For the clustering of objects on the pipeline, the method based on supervised learning is mainly used at present, i.e., before clustering, many samples in pipeline tasks are obtained, and then a better classifier is obtained by training network parameters. But, the classifier’s effectiveness will be significantly reduced when we cannot get enough training samples. However, the evolutionary clustering DCC algorithm does not need any knowledge about the task before clustering, it can automatically adjust the clustering results with the continuous samples in the task, and learn knowledge in the process of increasing new samples. Therefore, the evolutionary algorithm can normally work when the task sample size is small, and give reasonable clustering results about the learned samples in real-time by constantly adjusting the algorithm structure. The real-time clustering process of geometric objects on the convective waterline in the DCC algorithm is shown in DCC.GIF (see Additional file 1), in which the increasing geometric objects are new samples collected in real-time on the pipeline, and each line represents a cluster. In the clustering process, the number of lines in the video will change with the increase of samples, which means that the DCC algorithm will adjust the previous clustering results in real-time after adding new samples and evolve the algorithm model simultaneously.
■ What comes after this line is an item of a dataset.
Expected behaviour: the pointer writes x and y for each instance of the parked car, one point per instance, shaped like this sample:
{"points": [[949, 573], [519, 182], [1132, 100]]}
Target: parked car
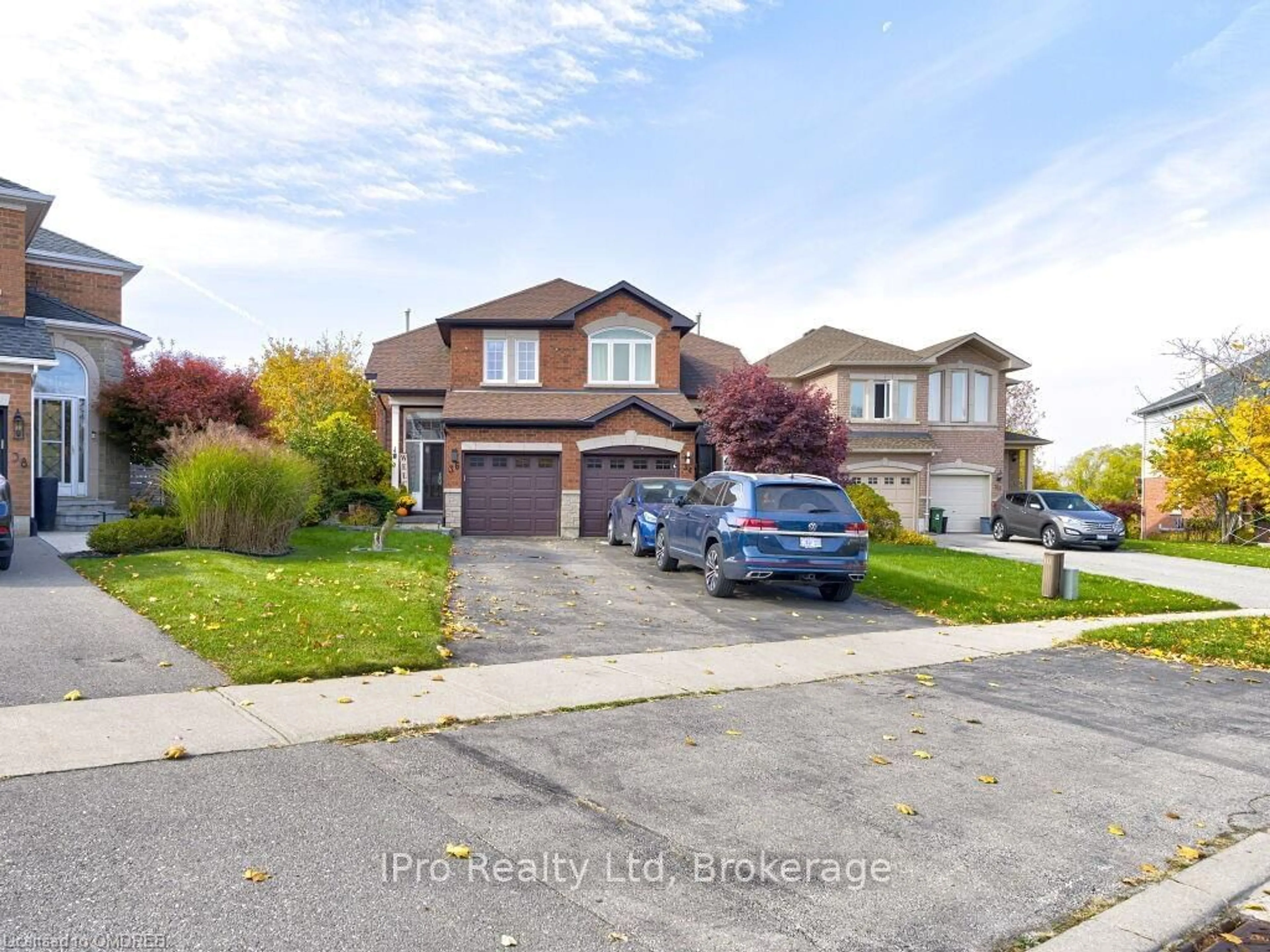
{"points": [[745, 527], [6, 526], [633, 513], [1057, 520]]}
The final clustering results of geometric objects on the convective waterline by the DCC algorithm are shown in Fig. 15. There are five kinds of geometric objects, containing 20 samples, and the placement positions of the same kind of objects in the image are different. This information is unknown before clustering. It can be found from Fig. 15 that the DCC algorithm aggregates objects into five categories, mainly because it aggregates objects of the second category into two categories (lines 2 and 6 of Fig. 15). Because the second kind of object is similar to the shape of long strips, when they are placed in the cross position, they are easy to be mistaken for two kinds of objects by the algorithm, but there is no wrong clustering of samples in the clustering results. Figure 16 shows the change of DBI score of clustering results obtained in real-time by the DCC algorithm with the continuous increase of objects. It can be seen from Fig. 16 that the DBI index fluctuates greatly during the adjustment process, but this is due to the small number of samples in the early stage of evolutionary clustering, which makes the newly added samples have a significant impact on the calculation of DBI, but it is finally stable around 0.6.

Figure 15
figure 15

The final clustering result of geometric objects by the DCC algorithm in pipeline task

Figure 16
figure 16

Real-time DBI change of the DCC algorithm in geometric object clustering

6 Conclusion

Aiming at the defects caused by the fixed algorithm model in the process of incremental clustering, a dynamic core evolutionary clustering algorithm DCC based on saturated memory is proposed in this paper. When new samples enter, all dynamic cores in the algorithm model respond according to the Gaussian function, judge the winning core according to competitive learning, and then adjust the winning dynamic core. Furthermore, the DCC algorithm uses the memory saturation degree to record the memory of the dynamic core to the learned samples, which reflects the frequency that the dynamic core is activated by the samples, and can control the core splitting through the change of memory saturation degree, to achieve a good match between the dynamic core and the sample distribution. The structural parameters involved in the DCC algorithm are the inherent attributes of all dynamic cores, and the clustering results are not sensitive to them. Many experiments show that the DCC algorithm can adaptively find the clusters in the sample space by updating the dynamic core center, coverage and memory saturation degree, and has good clustering performance and robustness. Finally, the test of the DCC algorithm in the pipeline task also verifies that the DCC algorithm has practical application value.

This paper focuses on the principle verification of the DCC algorithm. In future research, we will further improve the algorithm’s clustering accuracy and expansion performance and expand it to more clustering tasks.